Essentially, if you are not looking at your phone, it is locked; if it detects you, it unlocks. If it can distinguish between you and another person, it can automatically lock the phone or prevent sensitive information or notifications from being displayed on the screen.

Qualcomm compares the always-on camera to the always-on microphones that have been a part of our smartphones for years. These are used to listen for voice commands like “Hey Siri” or “Hey Google” (or, more appropriately, “Hi Bixby”) and then wake up the phone and respond without you having to touch or pick it up.

However, the critical distinction is that they listen for specific wake words and are frequently limited in their capabilities until you pick up and unlock your phone. It’s a little different when it’s a camera that’s constantly on the lookout for your likeness.

Authentic, innovative home products already include similar functions. When you approach Google’s Nest Hub Max, the camera recognizes your face and greets you with personal information such as your schedule. Home security cameras and video doorbells are always on, scanning for movement or even individual faces. However, such devices are located in your home, are not constantly carried with you wherever you go, and do not often keep your most private information, as your phone does.

Additionally, they usually include features such as physical shutters that allow you to block the camera or intelligent modes that will enable you to disable recording when you’re home and resume it when you’re not. It’s difficult to see any phone manufacturer equipping their small and beautiful flagship smartphone with a physical shutter.

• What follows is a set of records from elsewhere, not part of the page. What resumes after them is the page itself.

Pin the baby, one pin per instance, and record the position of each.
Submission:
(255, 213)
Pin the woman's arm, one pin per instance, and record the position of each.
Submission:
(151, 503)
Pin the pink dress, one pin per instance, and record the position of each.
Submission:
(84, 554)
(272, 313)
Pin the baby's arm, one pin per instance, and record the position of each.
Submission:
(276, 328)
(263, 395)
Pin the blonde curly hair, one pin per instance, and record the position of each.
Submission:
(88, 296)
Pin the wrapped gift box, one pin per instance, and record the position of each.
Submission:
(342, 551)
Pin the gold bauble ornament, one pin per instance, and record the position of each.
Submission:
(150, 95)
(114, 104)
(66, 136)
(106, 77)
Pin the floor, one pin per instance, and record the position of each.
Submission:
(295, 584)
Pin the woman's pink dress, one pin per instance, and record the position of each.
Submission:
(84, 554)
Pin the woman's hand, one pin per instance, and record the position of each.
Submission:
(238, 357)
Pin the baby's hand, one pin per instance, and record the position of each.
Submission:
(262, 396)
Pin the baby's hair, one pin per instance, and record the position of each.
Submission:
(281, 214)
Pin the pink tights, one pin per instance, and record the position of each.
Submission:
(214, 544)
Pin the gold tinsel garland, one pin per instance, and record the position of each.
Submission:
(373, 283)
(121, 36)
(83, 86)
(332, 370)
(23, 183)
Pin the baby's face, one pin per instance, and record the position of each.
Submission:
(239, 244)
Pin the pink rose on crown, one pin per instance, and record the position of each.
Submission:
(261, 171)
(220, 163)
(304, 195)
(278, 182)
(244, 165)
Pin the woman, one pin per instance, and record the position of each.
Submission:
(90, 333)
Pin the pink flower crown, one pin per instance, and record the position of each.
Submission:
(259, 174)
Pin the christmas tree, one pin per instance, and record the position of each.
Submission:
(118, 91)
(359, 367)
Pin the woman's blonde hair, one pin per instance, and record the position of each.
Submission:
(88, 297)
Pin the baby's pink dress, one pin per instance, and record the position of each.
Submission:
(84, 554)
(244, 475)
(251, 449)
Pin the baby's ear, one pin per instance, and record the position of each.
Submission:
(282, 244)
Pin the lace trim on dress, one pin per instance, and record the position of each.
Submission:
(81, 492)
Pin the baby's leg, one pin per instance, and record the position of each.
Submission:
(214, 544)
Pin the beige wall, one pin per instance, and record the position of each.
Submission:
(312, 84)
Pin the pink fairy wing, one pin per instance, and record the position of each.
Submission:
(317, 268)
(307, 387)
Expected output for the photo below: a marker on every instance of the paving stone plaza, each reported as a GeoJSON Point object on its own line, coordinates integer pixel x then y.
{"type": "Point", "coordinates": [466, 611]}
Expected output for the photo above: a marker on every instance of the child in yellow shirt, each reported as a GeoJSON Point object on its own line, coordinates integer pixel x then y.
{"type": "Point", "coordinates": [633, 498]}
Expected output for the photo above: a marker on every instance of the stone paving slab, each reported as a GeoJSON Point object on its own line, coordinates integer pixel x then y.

Finally, several cases of security breaches and social engineering hacks enable intelligent home cameras to operate when they are not supposed to and then transmit the feed to remote servers without the homeowner’s awareness. While modern smartphone operating systems can alert you when an app attempts to access your camera or microphone while you’re using the device, it’s unclear how they’d caution you to a rogue app accessing the always-on camera.

Heape stated that the data from the always-on camera never leaves the secure sensing hub while it is scanning for faces, meaning that the data is not transferred to the cloud and will be inaccessible to phone apps.

According to another Qualcomm Technologies vice president of product management, Ziad Asghar, consumers will also be able to stop the always-on camera feature and maybe even choose which capabilities they want to employ. He stated that the consumer has the option of selecting what is enabled and what is not.

Additionally, smartphone makers likely using the Snapdragon 8 Gen 1 will not enable this capability because Qualcomm does not manufacture the smartphones in which its chips are installed (apart from the one-off novelty that is not commonly purchased).

Firms like Samsung, OnePlus, and Xiaomi can tailor which functions are activated and disabled on their phones. Several of those firms already eschew Qualcomm’s image processing components in favor of their own — it’s not difficult to imagine them simply ignoring privacy concerns and omitting this feature as well.